One day he’ll be such a big boy – from grinning and jumping to doing puzzles and math and playing hockey or the drums. I won’t remember the weeks of feeling frustrated with the dishes and laundry piling up as I put him to bed over and over, or the fuzzy confusion that seems to plague me in between coffees as the days drag on. I’ll just remember the sweet face of my little boy, and the days where I could solve all of his problems just with hugs and kisses and being there.

Sunday night swing and a miss

swing

We went to the park this evening. It was a busy weekend, finishing up today with a cousin’s baptism and dinner out (read: trying to contain a two year old at church, then for two hours at a restaurant) and we thought he could use some fresh air and exploring time before bedtime.

We went to a nearby park which also happens to be the one a few houses down from the one I grew up in. It’s full of childhood memories and whispers of the past – something I’ve been thinking about lately, mostly, how I feel about living in the same neighbourhood I grew up in. I had a nice childhood and wouldn’t change it, but I feel a bit trapped or stuck in time for some reason.

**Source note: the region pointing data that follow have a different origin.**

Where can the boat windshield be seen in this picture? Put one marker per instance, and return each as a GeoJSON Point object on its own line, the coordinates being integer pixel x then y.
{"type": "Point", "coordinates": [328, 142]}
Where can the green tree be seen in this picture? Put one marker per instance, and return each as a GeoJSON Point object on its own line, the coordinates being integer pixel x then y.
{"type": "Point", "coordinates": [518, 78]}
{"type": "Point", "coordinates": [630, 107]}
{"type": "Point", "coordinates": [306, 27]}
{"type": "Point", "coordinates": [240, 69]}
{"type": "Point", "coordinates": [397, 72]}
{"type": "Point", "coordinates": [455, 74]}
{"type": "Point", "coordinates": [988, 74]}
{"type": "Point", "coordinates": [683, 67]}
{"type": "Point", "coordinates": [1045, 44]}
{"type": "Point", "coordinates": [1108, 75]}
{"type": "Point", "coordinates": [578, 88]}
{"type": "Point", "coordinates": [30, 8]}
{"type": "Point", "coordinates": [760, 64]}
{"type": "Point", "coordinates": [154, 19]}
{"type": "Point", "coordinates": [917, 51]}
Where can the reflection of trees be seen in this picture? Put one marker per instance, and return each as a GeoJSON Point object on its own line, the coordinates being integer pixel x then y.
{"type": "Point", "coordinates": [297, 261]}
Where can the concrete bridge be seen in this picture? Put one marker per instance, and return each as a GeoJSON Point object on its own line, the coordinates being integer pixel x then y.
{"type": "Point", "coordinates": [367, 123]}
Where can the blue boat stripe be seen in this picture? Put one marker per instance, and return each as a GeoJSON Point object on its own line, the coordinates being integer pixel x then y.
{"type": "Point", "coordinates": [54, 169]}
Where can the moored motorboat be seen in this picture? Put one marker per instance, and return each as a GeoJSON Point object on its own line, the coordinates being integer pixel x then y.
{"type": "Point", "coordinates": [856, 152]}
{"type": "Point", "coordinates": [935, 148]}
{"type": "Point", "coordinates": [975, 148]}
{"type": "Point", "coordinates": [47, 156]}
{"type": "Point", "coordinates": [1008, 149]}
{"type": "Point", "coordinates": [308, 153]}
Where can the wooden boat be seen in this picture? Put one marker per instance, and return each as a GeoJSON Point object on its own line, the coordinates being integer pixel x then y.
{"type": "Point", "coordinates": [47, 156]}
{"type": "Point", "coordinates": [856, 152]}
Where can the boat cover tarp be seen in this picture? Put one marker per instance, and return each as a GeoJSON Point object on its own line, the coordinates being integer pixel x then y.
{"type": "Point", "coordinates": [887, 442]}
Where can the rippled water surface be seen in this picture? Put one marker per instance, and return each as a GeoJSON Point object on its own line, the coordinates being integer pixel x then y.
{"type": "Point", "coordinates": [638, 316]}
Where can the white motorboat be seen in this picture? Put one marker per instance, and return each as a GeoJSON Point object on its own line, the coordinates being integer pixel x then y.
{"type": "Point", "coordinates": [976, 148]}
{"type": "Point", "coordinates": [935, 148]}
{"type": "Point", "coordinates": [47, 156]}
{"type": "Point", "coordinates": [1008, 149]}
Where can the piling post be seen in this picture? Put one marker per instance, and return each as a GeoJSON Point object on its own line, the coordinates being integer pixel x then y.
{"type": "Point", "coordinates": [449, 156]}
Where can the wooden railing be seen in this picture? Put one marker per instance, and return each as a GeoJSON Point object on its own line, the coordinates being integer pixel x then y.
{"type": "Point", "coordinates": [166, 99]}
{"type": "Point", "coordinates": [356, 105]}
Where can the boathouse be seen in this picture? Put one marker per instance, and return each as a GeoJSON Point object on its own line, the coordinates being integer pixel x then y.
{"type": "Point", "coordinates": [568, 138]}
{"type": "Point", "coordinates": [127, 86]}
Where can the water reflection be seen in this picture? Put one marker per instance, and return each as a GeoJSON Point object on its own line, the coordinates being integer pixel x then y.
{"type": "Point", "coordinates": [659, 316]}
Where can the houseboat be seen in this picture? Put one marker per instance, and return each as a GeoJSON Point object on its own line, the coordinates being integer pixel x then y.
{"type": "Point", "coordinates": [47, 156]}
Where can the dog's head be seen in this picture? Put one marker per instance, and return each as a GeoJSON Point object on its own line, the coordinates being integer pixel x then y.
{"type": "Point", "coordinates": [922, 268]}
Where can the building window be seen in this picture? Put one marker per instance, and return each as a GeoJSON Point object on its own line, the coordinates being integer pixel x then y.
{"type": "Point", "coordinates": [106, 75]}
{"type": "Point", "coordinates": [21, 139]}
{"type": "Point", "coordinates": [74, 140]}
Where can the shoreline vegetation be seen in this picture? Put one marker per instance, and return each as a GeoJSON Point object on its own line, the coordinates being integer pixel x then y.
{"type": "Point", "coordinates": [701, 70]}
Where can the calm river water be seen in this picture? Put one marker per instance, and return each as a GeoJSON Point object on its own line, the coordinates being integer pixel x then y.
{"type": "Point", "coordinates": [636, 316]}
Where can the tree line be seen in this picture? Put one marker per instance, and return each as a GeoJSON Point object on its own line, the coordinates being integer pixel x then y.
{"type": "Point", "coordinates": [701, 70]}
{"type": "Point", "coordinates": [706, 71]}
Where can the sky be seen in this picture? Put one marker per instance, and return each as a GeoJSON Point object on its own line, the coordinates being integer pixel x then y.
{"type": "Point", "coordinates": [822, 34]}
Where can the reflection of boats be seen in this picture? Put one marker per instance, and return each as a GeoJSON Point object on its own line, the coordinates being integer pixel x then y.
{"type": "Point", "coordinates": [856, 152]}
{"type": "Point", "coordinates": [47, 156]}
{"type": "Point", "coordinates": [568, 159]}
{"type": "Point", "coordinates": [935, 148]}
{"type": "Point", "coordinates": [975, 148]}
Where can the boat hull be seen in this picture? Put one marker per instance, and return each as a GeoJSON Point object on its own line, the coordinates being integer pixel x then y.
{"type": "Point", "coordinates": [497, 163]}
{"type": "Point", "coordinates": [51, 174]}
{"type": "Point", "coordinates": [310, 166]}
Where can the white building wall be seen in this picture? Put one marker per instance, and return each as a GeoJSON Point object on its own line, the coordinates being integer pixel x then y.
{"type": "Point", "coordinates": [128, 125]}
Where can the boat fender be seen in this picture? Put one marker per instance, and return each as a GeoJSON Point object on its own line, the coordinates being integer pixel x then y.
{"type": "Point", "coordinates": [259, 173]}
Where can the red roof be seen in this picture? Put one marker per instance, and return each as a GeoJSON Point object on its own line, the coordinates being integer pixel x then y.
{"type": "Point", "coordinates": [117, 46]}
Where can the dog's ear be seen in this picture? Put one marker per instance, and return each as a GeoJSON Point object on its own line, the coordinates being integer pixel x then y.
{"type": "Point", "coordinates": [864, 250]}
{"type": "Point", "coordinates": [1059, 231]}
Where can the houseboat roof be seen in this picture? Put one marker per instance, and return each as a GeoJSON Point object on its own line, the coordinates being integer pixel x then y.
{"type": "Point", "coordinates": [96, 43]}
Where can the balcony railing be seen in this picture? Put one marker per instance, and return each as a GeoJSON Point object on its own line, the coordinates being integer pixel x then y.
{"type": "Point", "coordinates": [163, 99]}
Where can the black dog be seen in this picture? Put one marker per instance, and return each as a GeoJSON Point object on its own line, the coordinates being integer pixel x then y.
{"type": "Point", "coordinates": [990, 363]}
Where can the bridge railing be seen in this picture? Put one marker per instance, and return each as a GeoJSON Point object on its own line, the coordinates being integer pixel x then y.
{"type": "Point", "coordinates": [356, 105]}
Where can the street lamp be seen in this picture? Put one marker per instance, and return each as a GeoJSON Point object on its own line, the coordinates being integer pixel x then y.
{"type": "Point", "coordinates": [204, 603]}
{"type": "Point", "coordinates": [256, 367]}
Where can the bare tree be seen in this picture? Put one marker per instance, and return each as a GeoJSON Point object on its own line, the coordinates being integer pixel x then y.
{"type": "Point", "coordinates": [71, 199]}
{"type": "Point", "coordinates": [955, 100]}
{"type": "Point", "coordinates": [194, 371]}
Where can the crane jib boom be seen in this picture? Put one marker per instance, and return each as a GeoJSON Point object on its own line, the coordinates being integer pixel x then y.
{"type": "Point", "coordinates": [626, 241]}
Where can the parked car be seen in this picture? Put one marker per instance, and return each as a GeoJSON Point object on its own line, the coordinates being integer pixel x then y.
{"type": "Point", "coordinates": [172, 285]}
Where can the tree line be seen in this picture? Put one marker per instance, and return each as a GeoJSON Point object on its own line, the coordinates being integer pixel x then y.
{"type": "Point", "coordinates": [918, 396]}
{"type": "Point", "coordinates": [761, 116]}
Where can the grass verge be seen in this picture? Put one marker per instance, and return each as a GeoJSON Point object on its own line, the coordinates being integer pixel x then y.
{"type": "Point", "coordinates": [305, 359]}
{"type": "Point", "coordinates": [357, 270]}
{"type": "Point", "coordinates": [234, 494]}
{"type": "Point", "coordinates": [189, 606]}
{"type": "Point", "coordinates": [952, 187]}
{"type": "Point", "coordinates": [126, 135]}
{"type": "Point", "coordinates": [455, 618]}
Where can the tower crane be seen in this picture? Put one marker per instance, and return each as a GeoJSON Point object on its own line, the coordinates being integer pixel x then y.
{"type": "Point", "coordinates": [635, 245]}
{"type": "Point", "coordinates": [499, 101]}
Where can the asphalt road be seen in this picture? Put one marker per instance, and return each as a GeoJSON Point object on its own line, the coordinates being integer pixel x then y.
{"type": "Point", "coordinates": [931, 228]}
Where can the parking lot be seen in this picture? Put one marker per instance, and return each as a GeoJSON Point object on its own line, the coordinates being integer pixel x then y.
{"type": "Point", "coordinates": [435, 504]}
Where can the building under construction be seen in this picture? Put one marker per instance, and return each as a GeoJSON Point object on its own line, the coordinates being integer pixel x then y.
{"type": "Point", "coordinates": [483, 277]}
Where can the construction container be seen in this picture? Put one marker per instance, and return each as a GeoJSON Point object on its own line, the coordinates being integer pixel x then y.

I know things won’t be the same for my little boy as they were for me, that he may not be out on a bike or in a tree, off with neighbourhood pals til the dinnertime whistle shills down the street, but I want him to have a wonderful childhood too, with friends to play with and keep close. Is it boring to still live right in the place you grew up, for your kid to go to the same schools you did, repeating the same things? I guess I wonder if we should make a change, try to move into a spot with more young families and settle down a bit more.

He played hide and seek with us, and went on the slide, climbed and exclaimed and poked things with sticks. I took a moment and hopped on one of the swings. I swung higher and higher, thinking about the hundreds of time I’d swung in that exact same spot before, years ago, and then realized I don’t like the sensation at all anymore – I felt a bit queasy as the air whooshed past – so I got off.

It reminded me of how much I’ve changed, that although all these memories and things that make me up as a person are special, my own child will have his own memories and happy times, even if we have placed him in the same spot I was in. He’s growing up in a different world with different people and he’s surrounded but love so I’m confident he’ll one day look back and savour his own memories, whatever and where ever that turns out to be.

After a bath, books and finally tucking a sleepy boy into his bed, I got a call from my aunt in Winnipeg asking if I’d zip over to check up on my grandparents – no one had heard from them in a couple of days and the phone was constantly busy. I did just that – bringing my trusty little guard dog to prowl around Bayshore with me – and when I arrived, knocking on the back door at 10pm, they were inside, just happy to see us, and we tried to figure out what was up with the phones.

Driving home then, in the dark, with a misty slice of moon softly shining above and the silence all around, I thought that they’ve achieved such a great thing – the ability to be happy in a life well led. They go to doctors appointments and buy groceries, take the bus and smile at strangers, and in the evening they contentedly watch TV, play cards or read. Having seen so much, lost so many and now just being able to enjoy being comfortable with no pretense – it’s amazing.

They don’t care that they’ve done the same things over and over – they had adventure and traveled, there were children, grandchildren and great-grandchildren, messy mealtimes, funny stories. Routine and predictable things are good now, and they can remember the past but also just simply enjoy the present moment. There’s no worry or doubt or wondering about what to do. Now is good enough, whether you live in the same place year after year and do the same thing again and again. They’re happy, and I am too.